In a related development, Kalshi, a prediction market, has also received CFTC approval to launch its own Bitcoin perpetual futures, becoming the first American-developed product in this space. Kalshi’s CEO, Tarek Mansour, emphasized the benefits of regulated onshore perpetuals, stating that they will enhance capital allocation and risk management for numerous American businesses.
The market for perpetual futures has proven to be both massive and volatile, with trading volumes reaching $61.7 trillion in 2025, reflecting a 29% increase from the previous year, according to data from CryptoQuant. These contracts allow for high leverage, often up to 50-to-1, exposing traders to substantial risks; even minor price fluctuations can lead to complete liquidation of positions. For instance, last fall, extreme price volatility led to the liquidation of $19 billion in crypto positions within minutes.

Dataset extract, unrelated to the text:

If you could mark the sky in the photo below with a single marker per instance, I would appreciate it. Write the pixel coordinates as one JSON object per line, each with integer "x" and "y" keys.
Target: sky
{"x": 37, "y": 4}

In a separate policy statement, the CFTC announced that any new perpetual products referencing assets outside the currently approved listings will undergo a case-by-case review moving forward. This regulatory oversight aims to ensure a safer trading environment.
While Coinbase is the pioneer in this space, it is anticipated that other U.S. exchanges will soon follow suit by leveraging the guidelines established in the CFTC’s no-action letter as a foundation for their own offerings.